En 1995, quand le FN emporte quatre villes aux élections municipales, Le Pen fait la fine bouche. A l'approche de chaque élection, il se débrouille pour tricoter une petite phrase innommable qui fait fuir les plus bégueules. Bref, comme Mégret l'a dit à Michel Field dimanche dernier sur TF1 : Jean-Marie Le Pen s'est mis à tout faire pour empêcher le FN de « sortir de son ghetto de 15% ». Et il a transformé « les boulevards en impasses ». Ce qui n'est pas du tout du goût de Mégret. Le pouvoir, il l'aime, lui. Il le veut, le désire d'une passion amoureuse, obsessionnelle, depuis qu'il a... 10 ans, et joue avec ses trois soeurs à être « chef de gouvernement ». « Je ne suis pas pressé », dit-il, avec l'air du chat qui attend patiemment devant le trou que la souris finisse par sortir. 53 ans en 2002, ça vous a quand même plus belle allure que les 74 ans de Le Pen à la même date, non ? « Le Pen a pété les plombs » : Mégret laisse à ses proches la basse besogne de le répéter à qui veut l'entendre, de brocarder « la dérive monégasque » de la PME familiale des Le Pen, père, femme et filles...

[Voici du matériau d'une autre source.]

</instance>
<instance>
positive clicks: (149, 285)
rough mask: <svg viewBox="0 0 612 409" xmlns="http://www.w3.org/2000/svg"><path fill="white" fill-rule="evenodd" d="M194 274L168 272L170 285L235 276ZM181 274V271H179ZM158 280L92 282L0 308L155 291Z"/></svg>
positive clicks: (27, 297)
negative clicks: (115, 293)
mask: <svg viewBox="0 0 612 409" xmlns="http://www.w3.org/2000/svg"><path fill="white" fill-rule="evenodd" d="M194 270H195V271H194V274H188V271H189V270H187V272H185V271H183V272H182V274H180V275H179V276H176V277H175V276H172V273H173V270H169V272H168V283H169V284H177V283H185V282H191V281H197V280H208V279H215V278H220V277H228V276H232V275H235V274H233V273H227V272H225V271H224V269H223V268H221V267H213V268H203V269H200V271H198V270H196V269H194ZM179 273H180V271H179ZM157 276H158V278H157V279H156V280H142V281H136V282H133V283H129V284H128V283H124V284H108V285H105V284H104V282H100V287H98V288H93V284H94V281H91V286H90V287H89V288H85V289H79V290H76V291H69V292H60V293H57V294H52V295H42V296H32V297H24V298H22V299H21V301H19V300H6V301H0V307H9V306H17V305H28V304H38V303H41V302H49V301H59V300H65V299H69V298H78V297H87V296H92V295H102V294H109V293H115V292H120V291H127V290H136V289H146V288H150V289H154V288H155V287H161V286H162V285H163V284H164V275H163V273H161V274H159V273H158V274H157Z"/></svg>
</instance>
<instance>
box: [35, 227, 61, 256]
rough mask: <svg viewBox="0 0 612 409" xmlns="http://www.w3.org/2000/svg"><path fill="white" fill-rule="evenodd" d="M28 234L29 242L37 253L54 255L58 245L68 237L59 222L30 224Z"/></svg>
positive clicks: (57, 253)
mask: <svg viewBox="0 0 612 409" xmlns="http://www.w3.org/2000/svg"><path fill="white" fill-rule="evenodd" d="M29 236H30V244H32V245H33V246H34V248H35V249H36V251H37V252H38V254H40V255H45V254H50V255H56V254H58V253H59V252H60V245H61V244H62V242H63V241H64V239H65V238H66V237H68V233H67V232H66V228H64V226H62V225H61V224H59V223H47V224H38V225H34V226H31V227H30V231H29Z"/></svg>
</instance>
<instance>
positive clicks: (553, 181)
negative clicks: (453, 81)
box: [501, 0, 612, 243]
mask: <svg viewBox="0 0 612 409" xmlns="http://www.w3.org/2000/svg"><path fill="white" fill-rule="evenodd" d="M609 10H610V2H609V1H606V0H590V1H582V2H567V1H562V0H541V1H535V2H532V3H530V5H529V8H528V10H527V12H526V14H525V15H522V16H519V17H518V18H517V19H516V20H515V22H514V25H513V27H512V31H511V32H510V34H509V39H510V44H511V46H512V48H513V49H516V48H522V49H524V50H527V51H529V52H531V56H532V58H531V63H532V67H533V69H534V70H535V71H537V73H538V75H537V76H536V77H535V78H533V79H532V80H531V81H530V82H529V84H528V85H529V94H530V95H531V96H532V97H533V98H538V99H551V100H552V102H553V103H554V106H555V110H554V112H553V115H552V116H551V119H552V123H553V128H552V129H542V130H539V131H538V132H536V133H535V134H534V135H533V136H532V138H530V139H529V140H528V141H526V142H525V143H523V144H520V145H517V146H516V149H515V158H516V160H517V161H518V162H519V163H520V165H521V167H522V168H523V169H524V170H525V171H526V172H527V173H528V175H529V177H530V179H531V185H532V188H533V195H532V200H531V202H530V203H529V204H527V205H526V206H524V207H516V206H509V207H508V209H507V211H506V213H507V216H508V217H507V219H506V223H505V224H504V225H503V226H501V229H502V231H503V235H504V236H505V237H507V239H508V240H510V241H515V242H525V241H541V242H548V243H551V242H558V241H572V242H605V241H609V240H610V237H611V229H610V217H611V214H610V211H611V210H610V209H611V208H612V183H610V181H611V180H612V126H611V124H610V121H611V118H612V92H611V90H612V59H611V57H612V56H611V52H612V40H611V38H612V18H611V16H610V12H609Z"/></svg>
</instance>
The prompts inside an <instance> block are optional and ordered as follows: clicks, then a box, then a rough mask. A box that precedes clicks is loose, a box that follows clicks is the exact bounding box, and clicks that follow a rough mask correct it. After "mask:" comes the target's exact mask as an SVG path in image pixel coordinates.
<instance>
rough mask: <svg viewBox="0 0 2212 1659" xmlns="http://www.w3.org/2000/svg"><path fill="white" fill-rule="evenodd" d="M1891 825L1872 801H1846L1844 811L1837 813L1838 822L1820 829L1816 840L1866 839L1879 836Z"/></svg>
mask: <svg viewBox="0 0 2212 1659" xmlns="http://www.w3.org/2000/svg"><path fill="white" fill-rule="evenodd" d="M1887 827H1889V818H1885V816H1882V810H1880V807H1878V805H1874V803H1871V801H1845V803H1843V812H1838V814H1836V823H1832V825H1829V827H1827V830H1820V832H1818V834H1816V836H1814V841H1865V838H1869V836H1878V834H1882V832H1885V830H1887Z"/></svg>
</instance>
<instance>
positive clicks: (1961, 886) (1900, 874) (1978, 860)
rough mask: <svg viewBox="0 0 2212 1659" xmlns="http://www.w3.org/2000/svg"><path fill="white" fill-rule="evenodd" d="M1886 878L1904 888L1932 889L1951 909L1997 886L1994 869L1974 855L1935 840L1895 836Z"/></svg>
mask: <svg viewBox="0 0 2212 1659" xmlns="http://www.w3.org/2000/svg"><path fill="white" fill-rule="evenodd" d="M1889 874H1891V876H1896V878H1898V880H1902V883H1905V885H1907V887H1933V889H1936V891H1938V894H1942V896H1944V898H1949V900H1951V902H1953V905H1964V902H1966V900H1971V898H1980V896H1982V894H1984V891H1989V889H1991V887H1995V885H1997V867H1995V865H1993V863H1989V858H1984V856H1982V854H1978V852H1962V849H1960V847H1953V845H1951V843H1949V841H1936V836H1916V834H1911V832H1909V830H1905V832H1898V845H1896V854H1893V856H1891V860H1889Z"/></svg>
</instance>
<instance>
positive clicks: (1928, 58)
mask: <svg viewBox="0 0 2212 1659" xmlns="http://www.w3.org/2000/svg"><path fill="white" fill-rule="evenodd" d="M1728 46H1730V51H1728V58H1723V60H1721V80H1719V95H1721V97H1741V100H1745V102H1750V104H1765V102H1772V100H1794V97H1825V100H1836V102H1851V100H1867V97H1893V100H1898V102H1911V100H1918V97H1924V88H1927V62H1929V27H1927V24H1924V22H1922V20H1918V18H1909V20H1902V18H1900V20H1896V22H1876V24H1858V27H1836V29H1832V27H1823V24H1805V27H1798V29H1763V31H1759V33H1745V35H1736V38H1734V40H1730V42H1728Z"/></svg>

De sa voix douce, il se contente de murmurer : « Je ne toucherai pas au socle du Front national. Jusqu'en 1995, ça va. Après, on effacera la dernière période de l'histoire officielle. » Plus que quelques jours avant le congrès de Marignane, où il va se faire enfin introniser président bis du FN. L'opération qui donnera du travail aux tribunaux est risquée. Peut-il perdre, tout perdre ? Il fait mine de ne pas même y songer : « Perdre, ce serait ne pas atteindre 5% aux européennes. Ou être abandonné par les gens. » Proprement impensable. Ce qui l'attend l'amuse. Cela ressemble à ces superproductions de cinéma que dans ses rêves les plus fous il rêverait de diriger : « Comme Spielberg, ou le Besson du "Cinquième Elément"... » Son père, Jacques, conseiller d'Etat, giscardien, qui mourut à son poste de directeur de l'Administration pénitentiaire, n'aurait peut-être pas apprécié : « Il n'aurait pas été choqué par mes idées. Mais il aurait pensé que ce n'était pas convenable. Et que je prenais trop de risques. » Lui, tout bien réfléchi, se dit que s'il n'avait pas fait ce coup de force, eh bien, il se serait « embêté ».
(1) « La Flamme, les voies de la renaissance », Robert Laffont (1990).